Tuesday, January 24, 2012

Texas School Sports Ban: Premont Schools Drop Athletics To Save District

In a desperate effort to boost student performance and save a school system from closure, one Texas school district has made the mid-year decision to eliminate its athletic programs -- in a state where sports are a highly coveted pastime.

The Premont Independent School District in South Texas lost accreditation last year after it had failed to meet adequate yearly progress requirements since 2007 under the federal No Child Left Behind law. Premont ISD was slated to close by this July, but the closure has been suspended to allow the district more time to turn around its student performance and attendance rates.

"A Not Accredited-Revoked status means that the Texas Education Agency no longer recognizes the district as a Texas public school," according to the Houston Elementary Education Examiner.

Threats to closure have already sent many packing, and others are looking to leave the district. Enrollment has fallen to 570 students this year, from 800 five years ago, the Associated Press reports. About 100 students take part in school athletics.

Now, schools Superintendent Ernest Singleton is looking to go door-to-door for truant students, seeking to raise the district's 88 percent attendance rate. The Texas average is 96 percent, according to AP. Student athletics will be suspended at least until next spring.
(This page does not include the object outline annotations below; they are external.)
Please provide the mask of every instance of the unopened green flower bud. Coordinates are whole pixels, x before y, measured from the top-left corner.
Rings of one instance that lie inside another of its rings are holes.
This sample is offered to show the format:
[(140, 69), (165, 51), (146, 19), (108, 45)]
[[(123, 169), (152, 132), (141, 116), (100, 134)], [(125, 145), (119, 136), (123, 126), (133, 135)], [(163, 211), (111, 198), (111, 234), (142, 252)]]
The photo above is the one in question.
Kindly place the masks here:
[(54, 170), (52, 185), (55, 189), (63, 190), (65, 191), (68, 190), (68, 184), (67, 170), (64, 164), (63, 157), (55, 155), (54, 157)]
By cutting sports, Singleton seeks to increase study time for students and save $150,000 over two semesters, to be reinvested into bringing in highly qualified teachers and install two new science labs by August.

Parents and critics are worried that the elimination of athletics will decrease students' opportunities for physical activity and increase chances for bad behavior. Some say that the loss of sports could further demotivate students to go to school, and do well.

The Texas Education Agency, charged with school accreditation, can suspend Singleton's experiment at the agency's discretion if the district is not making sufficient progress.

"The hole is so deep it's going to be very hard for them to dig out of it," TEA spokesperson Debbie Graves Ratcliffe told AP.

Overall, Texas' education policies and curriculum have seen mixed reviews. A report in the fall by University of Texas at El Paso professor Keith Erekson said the state's K-12 standards in history are inadequate, ineffective and "fail to meet the state's college readiness standards."

Texas' failures, as well as the poor national performance, contribute to a low level of college readiness among the state's high school students, to the extent that Erekson's report says college readiness was almost completely ignored in Texas' revised history standards, "Texas Essential Knowledge and Skills" -- presenting history as a series of factual memorization and one-sided analysis.

The report also notes that In 2006, when the College Readiness Standards were created, 40 percent of Texas college students weren't prepared. Last year, 48 percent of those entering community college and 14 percent of incoming college freshmen needed remedial courses in at least one subject, and the gap is only widening.

Texas students' math scores on the National Assessment of Education Progress test have increased, though progress has stalled recently. NAEP reading scores are still relatively low, and Texas leads the country in the number of adults without high school diplomas. And while Texans scored slightly below the national average on the 2011 ACT, few of those students are college-ready.

Groups of school districts in Texas are also putting questions of distribution of funding to the test. In the fall, groups of school districts filed suit against the state, alleging that the system of financing public education is inadequate and unfair to low-income and English-learning students. The plaintiffs argue that the current system of using property taxes for more than half of public school funding is unfair, creating a revenue and funding gap between schools zoned to higher-income neighborhoods and those in lower-income communities -- a gap as large as $1,000 per student.

A separate suit filed by Texas districts accuses the state of inadequately funding schools, and another filed in October claims that the funding system is unfair, inefficient and unconstitutional by taking an "arbitrary hodgepodge" approach, exacerbating flaws in the system by slashing resources for schools but at the same time heightening performance standards.